In my code below I also reverse L. Then you can keep two pointers into R, updated for each entry in L: A pointer to the last entry in R that's too low, and a pointer to the first entry in R that's too high. When you advance to the next entry in L, each pointer might either move forward or stay put, but they won't have to move backwards. Thus, the second stage of the Horowitz-Sahni algorithm only takes linear time in the data generated in the first stage, plus linear time in the length of the output. Up to a constant factor, you can't do better than that (once you have committed to this meet-in-the-middle algorithm).

Here is a Python code with example input:

# Input
terms = [29371, 108810, 124019, 267363, 298330, 368607,
    438140, 453243, 515250, 575143, 695146, 840979, 868052, 999760]
(A,B) = (500000,600000)

# Subset iterator stolen from Sage
def subsets(X):
    yield []; pairs = []
    for x in X:
        pairs.append((2**len(pairs),x))
        for w in xrange(2**(len(pairs)-1), 2**(len(pairs))):
            yield [x for m, x in pairs if m & w]

# Modified Horowitz-Sahni with toolow and toohigh indices
L = sorted([(sum(S),S) for S in subsets(terms[:len(terms)/2])])
R = sorted([(sum(S),S) for S in subsets(terms[len(terms)/2:])])
(toolow,toohigh) = (-1,0)
for (Lsum,S) in reversed(L):
    while R[toolow+1][0] < A-Lsum and toolow < len(R)-1: toolow += 1
    while R[toohigh][0] <= B-Lsum and toohigh < len(R): toohigh += 1
    for n in xrange(toolow+1,toohigh):
        print '+'.join(map(str,S+R[n][1])),'=',sum(S+R[n][1])

"Moron" (I think he should change his user name) raises the reasonable issue of optimizing the algorithm a little further by skipping one of the sorts. Actually, because each list L and R is a list of sizes of subsets, you can do a combined generate and sort of each one in linear time! (That is, linear in the lengths of the lists.) L is the union of two lists of sums, those that include the first term, term[0], and those that don't. So actually you should just make one of these halves in sorted form, add a constant, and then do a merge of the two sorted lists. If you apply this idea recursively, you save a logarithmic factor in the time to make a sorted L, i.e., a factor of N in the original variable of the problem. This gives a good reason to sort both lists as you generate them.
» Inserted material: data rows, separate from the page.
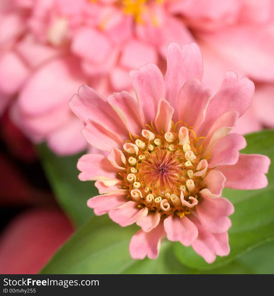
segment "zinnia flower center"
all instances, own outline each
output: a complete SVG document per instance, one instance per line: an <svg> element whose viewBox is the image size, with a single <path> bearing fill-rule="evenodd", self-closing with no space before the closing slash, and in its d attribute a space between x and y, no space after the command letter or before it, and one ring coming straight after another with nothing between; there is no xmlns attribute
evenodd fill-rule
<svg viewBox="0 0 274 296"><path fill-rule="evenodd" d="M157 134L152 124L140 135L130 135L123 146L125 170L120 174L128 197L139 207L182 217L197 203L209 169L194 132L184 127L177 132L176 127Z"/></svg>

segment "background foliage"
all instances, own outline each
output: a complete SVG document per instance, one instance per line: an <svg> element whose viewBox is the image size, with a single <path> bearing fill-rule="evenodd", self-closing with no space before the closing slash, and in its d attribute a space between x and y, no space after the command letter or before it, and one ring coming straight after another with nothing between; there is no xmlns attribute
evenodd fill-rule
<svg viewBox="0 0 274 296"><path fill-rule="evenodd" d="M241 152L259 153L274 160L274 131L248 135ZM42 273L272 273L274 257L274 166L267 175L268 187L253 190L225 189L223 196L234 205L229 231L231 252L208 264L191 247L165 241L158 258L133 260L128 251L136 225L125 228L106 215L97 217L86 206L98 194L92 182L77 178L80 155L59 157L44 145L39 147L45 171L60 205L80 227L41 271Z"/></svg>

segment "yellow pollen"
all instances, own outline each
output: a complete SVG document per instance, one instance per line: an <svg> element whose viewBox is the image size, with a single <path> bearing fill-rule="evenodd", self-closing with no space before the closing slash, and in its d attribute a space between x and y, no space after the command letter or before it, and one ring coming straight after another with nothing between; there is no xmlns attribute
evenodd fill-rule
<svg viewBox="0 0 274 296"><path fill-rule="evenodd" d="M193 134L194 135L194 137L195 137L195 141L196 141L197 137L196 137L196 134L195 133L195 132L194 131L192 131L192 130L190 129L189 128L188 129L188 130L192 132Z"/></svg>
<svg viewBox="0 0 274 296"><path fill-rule="evenodd" d="M160 216L177 214L182 218L196 210L202 198L200 192L205 187L203 180L211 169L207 168L202 176L195 174L200 170L198 165L206 159L196 147L197 140L204 138L197 138L195 132L188 129L194 136L183 134L182 141L182 127L178 127L180 122L172 123L166 132L157 132L151 122L140 135L133 137L129 133L130 140L123 146L125 170L120 175L121 188L128 190L128 196L139 208L146 208L148 212L156 211ZM195 204L193 197L197 200Z"/></svg>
If you only sort one list, you have some binary searches that could reintroduce that factor of N; at best you have to optimize them somehow.

At first glance, a factor of O(N) could still be there for a different reason: If you want not just the subset sum, but the subset that makes the sum, then it looks like O(N) time and space to store each subset in L and in R. However, there is a data-sharing trick that also gets rid of that factor of O(N). The first step of the trick is to store each subset of the left or right half as a linked list of bits (1 if a term is included, 0 if it is not included). Then, when the list L is doubled in size as in the previous paragraph, the two linked lists for a subset and its partner can be shared, except at the head:

     0
     |
     v
1 -> 1 -> 0 -> ...

Actually, this linked list trick is an artifact of the cost model and never truly helpful. Because, in order to have pointers in a RAM architecture with O(1) cost, you have to define data words with O(log(memory)) bits. But if you have data words of this size, you might as well store each word as a single bit vector rather than with this pointer structure. I.e., if you need less than a gigaword of memory, then you can store each subset in a 32-bit word. If you need more than a gigaword, then you have a 64-bit architecture or an emulation of it (or maybe 48 bits), and you can still store each subset in one word. If you patch the RAM cost model to take account of word size, then this factor of N was never really there anyway.

So, interestingly, the time complexity for the original Horowitz-Sahni algorithm isn't O(N*2^(N/2)), it's O(2^(N/2)). Likewise the time complexity for this problem is O(K+2^(N/2)), where K is the length of the output.